The hitch this time around? Stocks are a little bit ahead of where they’d normally be around the end of February, weighing against them. Then again, stocks have been feeling the weight of oversized gains for months now, and it hasn’t mattered yet.
To that end, we’ll do the best we can to ferret out the usual March tendencies by sector or industry, and then gauge how likely a repeat performance is. In not certain order…
Diversified banks is a relatively inclusive term, encompassing major banks like Citigroup (C) and Bank of America (BAC) that do more than just banking. Whatever you call them and whatever they do, though, know that this group tends to dish out big advances in March… even in a bad year, or in a year with a bad start. On average, diversified banks rise about 3.9% in the month ahead. The only concern this time is that bank stocks are already well up for the year. With at least three (and maybe four) rate hikes in the queue though, this might be a ride worth risking.
Notice that the bullishness peters out pretty quickly, so don’t tarry if you get your profits.
Don’t be fooled here. Industrial machinery stocks don’t include names like Caterpillar (CAT) or Deere (DE). These are less conspicuous names like Danaher (DHR) and Parker-Hannifin (PH). This sliver of the market, for whatever reason (in good years and bad) tends to make nice gain in March, but logs even better gains through April. Ergo, this is more of a two-month trade if it’s a trade at all. From the end of February to the beginning of May, the average move is an advance of 7.5%.
While the 2.7% decline they tend to suffer in March isn’t jaw-dropping, in that it is one of the few arenas that does struggle for the month ahead, educational service stocks are worth pointing out here.

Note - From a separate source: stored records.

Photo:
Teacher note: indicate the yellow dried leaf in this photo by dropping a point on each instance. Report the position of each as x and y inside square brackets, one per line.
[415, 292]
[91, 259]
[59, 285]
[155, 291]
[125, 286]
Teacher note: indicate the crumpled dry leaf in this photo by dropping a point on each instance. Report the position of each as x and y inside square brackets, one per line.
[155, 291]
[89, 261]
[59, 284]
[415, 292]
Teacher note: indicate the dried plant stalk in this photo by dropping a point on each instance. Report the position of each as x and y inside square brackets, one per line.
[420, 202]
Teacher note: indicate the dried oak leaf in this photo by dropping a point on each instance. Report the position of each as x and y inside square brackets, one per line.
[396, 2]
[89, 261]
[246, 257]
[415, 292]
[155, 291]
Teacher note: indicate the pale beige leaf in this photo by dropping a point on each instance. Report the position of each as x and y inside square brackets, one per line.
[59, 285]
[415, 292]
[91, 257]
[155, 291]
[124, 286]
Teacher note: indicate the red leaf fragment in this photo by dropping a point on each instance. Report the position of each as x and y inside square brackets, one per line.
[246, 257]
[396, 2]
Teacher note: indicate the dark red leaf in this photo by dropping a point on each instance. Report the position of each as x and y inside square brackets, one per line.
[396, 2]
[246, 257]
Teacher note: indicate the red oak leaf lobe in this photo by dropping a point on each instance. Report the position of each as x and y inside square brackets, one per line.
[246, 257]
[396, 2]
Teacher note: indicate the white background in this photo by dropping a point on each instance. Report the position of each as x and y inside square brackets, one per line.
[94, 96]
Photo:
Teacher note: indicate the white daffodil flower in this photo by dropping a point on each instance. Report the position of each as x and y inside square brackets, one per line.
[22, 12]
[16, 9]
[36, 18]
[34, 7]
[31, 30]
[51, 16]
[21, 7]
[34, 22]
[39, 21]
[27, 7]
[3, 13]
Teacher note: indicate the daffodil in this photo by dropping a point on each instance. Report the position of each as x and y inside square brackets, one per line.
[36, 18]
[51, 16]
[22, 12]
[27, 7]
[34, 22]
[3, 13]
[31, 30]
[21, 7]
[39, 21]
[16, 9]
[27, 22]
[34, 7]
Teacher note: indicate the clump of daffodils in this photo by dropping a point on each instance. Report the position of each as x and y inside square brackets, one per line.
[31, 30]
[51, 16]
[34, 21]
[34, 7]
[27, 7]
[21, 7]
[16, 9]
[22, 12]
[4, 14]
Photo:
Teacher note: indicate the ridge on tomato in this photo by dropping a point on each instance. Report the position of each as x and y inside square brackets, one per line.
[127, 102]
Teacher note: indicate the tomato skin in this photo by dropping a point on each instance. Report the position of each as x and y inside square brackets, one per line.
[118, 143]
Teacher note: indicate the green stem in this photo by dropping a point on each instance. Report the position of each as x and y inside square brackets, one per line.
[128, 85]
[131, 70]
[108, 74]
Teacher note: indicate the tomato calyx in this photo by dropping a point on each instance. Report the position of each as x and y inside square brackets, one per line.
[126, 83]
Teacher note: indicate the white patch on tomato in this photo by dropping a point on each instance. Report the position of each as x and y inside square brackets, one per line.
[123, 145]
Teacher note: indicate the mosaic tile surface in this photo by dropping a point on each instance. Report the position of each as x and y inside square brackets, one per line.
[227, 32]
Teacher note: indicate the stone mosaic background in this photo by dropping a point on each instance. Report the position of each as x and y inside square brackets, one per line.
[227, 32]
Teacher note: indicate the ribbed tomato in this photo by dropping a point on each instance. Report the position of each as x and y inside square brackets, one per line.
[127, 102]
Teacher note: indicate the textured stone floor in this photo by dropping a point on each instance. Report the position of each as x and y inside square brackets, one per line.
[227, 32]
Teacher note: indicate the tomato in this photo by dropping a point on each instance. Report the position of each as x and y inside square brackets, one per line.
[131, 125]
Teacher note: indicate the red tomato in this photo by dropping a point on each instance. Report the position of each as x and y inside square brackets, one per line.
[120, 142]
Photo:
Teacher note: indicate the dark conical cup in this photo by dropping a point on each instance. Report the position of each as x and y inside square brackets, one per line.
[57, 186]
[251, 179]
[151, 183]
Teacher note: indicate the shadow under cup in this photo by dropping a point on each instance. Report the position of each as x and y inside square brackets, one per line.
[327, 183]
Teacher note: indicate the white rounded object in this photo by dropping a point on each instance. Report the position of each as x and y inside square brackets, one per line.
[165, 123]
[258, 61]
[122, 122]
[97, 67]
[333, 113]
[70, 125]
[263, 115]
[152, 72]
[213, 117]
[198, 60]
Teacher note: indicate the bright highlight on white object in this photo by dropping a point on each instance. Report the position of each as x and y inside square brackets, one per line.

Yes, these are companies like Strayer (STRA) and Career Education (CECO).
The weakness may or may not last, but given what can happen in April, this area might offer a good way for you to hedge against a marketwide seteback.
Nope, consumer finance is something distinctly different than banking, though there’s no denying the two segments are part of the financial sector. Consumer finance names are more pure lenders though… think Capital One (COF) or Navient (NAVI). More important, know that this group typically gains 5.3% in March, and then extends that bullishness through April. After that, they’re out of gas again until the end of the year.

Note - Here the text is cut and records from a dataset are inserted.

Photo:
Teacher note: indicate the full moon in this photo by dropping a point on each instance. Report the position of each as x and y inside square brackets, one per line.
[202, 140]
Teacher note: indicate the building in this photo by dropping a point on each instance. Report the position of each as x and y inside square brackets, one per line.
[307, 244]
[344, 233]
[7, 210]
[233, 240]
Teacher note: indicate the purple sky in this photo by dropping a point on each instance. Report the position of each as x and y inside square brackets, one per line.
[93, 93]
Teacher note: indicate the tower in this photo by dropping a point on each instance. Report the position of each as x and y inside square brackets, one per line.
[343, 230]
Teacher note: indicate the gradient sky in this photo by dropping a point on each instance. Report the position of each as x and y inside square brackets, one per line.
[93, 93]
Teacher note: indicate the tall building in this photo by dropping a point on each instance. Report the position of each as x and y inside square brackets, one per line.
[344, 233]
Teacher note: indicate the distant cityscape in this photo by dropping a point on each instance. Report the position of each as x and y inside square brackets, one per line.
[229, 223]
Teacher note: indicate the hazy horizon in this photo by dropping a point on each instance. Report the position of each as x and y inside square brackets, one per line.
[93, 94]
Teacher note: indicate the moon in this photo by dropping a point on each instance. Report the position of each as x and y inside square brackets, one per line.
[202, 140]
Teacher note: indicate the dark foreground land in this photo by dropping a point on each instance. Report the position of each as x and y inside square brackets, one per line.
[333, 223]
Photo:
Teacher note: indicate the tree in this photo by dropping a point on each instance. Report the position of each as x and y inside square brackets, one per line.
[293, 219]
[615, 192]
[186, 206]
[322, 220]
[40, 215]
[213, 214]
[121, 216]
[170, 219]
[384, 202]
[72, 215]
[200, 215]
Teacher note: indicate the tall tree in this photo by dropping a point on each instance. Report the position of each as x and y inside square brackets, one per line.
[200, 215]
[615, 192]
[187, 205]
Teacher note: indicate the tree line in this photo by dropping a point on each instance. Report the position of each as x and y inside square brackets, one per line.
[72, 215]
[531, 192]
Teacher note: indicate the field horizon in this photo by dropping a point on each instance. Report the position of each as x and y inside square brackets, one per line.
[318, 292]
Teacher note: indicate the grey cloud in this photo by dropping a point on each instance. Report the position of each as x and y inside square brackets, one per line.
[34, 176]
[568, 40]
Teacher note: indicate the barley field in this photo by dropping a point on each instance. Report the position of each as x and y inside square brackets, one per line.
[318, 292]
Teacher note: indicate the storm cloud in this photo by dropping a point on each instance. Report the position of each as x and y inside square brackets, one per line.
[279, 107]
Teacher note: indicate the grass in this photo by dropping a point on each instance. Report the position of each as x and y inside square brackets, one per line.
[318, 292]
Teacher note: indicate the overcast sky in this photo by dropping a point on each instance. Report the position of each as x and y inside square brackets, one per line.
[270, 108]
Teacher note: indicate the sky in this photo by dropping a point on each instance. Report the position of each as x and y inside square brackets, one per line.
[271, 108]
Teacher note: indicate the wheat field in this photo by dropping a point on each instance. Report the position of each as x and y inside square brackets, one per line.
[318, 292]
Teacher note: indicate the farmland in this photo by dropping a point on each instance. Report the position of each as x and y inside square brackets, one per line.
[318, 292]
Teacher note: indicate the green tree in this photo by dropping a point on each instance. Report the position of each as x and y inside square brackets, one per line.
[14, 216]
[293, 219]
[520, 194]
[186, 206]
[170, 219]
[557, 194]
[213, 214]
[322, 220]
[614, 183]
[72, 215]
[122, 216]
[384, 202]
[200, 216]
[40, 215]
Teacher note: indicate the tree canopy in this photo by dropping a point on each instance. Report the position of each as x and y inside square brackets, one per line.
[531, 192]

Here’s another group of stocks that tends to get going in March, but really heats up in April regardless of the market environment. All told, household appliance stocks gain, on average, 8.2% over the course of the coming two month.
Also notice that by late-April, the buying spree is over.
Broadcasting & Cable TV
Believe it or not, the cord-cutting movement hasn’t killed every cable television company yet. On the other hand, there aren’t many names that are purely in the “broadcasting and cable TV” market that are household names. The most recognizable names in the bunch are CBS (CBS) and Discovery (DISCA). Past that, and they start getting a little obscure…

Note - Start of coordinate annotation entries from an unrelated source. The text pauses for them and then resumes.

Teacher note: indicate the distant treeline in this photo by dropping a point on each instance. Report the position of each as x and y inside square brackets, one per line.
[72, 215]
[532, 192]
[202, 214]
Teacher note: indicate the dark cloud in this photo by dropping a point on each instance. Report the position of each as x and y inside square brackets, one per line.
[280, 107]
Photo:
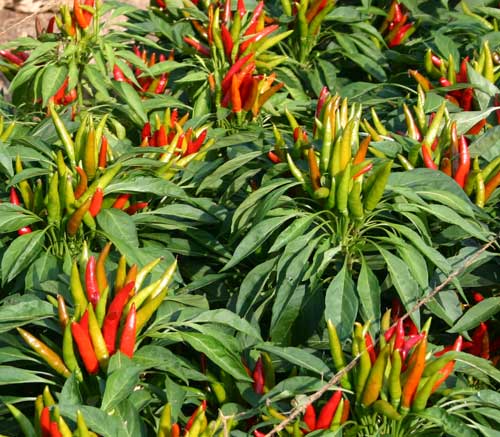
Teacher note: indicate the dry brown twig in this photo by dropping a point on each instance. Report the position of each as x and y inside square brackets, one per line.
[336, 378]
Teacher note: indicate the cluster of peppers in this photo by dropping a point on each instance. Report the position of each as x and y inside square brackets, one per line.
[48, 421]
[335, 176]
[141, 81]
[196, 426]
[396, 376]
[308, 18]
[101, 324]
[237, 43]
[178, 146]
[395, 28]
[439, 147]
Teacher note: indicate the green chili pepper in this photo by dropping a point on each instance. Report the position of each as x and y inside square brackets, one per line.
[377, 189]
[376, 377]
[364, 365]
[53, 202]
[343, 190]
[76, 218]
[25, 425]
[165, 424]
[330, 200]
[422, 396]
[386, 409]
[68, 351]
[63, 134]
[480, 190]
[395, 378]
[355, 203]
[82, 428]
[24, 187]
[44, 352]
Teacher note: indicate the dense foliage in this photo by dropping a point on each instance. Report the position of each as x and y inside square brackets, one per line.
[240, 218]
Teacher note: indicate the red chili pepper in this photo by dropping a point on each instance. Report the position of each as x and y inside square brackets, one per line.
[88, 14]
[370, 347]
[436, 60]
[7, 54]
[112, 320]
[257, 37]
[241, 8]
[82, 184]
[84, 321]
[103, 152]
[50, 26]
[400, 35]
[273, 157]
[254, 19]
[121, 201]
[195, 145]
[466, 101]
[409, 344]
[54, 430]
[14, 199]
[96, 204]
[364, 170]
[328, 411]
[85, 348]
[132, 209]
[81, 19]
[226, 82]
[146, 130]
[59, 95]
[173, 117]
[118, 74]
[235, 93]
[202, 49]
[227, 41]
[426, 154]
[226, 15]
[45, 422]
[91, 282]
[474, 130]
[258, 377]
[464, 165]
[161, 137]
[201, 407]
[310, 417]
[462, 74]
[162, 84]
[127, 340]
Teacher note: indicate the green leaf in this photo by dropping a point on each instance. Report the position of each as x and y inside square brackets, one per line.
[227, 168]
[369, 294]
[341, 302]
[449, 423]
[17, 375]
[217, 352]
[20, 254]
[257, 235]
[404, 283]
[129, 95]
[118, 225]
[297, 356]
[478, 313]
[14, 217]
[252, 285]
[228, 318]
[119, 385]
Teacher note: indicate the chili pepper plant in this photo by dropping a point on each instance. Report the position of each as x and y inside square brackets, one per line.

… not that it’s a bad thing. These names can do quite well in March, and then follow-through in April. The average two-month gain here is 7.6%, and the downside potential doesn’t get very big until June.
Like educational services stocks, biotechnology stocks tend to lose ground in March despite a typically-bullish start to a new year. There’s a reason too… most of the big biotech conference where these companies are able to tout their work happen at other times of the year. The FDA – just through sheer back luck of the calendar – isn’t quite as busy this time of year. Whatever the case, the biotechnology sliver of the market tends to lose about 1.6% of their value in March. It doesn’t matter what the bigger-picture undertow is.
Another unexpected winner in March and April is the specialty chemical segment, which consists of names like Ecolab (ECL) and PolyOne (POL). On average these stocks advance 7.2% for the two-month stretch, though do note that sometimes, the bullish start can stop and reverse rather abruptly. And, in all cases the rally effort fades by May.
Last but not least, you can generally expect big things from home-furnishing retail stocks like Pier 1 (PIR) and Bed Bath and Beyond (BBBY) in March, and a little through April. Just don’t tarry too long, because the bulk of any of those gains are usually given up (and then some) between May and July.
There’s actually an understandable – even if somewhat irrational – reason these stocks tend to do so well post-Winter and then fade as summer arrives. A lot of pent-up redecorating ideas are put into action around this time of year, but before consumers get too bogged down by vacations and the like. There’s no discernible fundamental bump for these companies in March and April, but investors tend to gravitate towards companies they’re thinking about as consumers.
Notice the rise and fall materializes in good years as well as bad.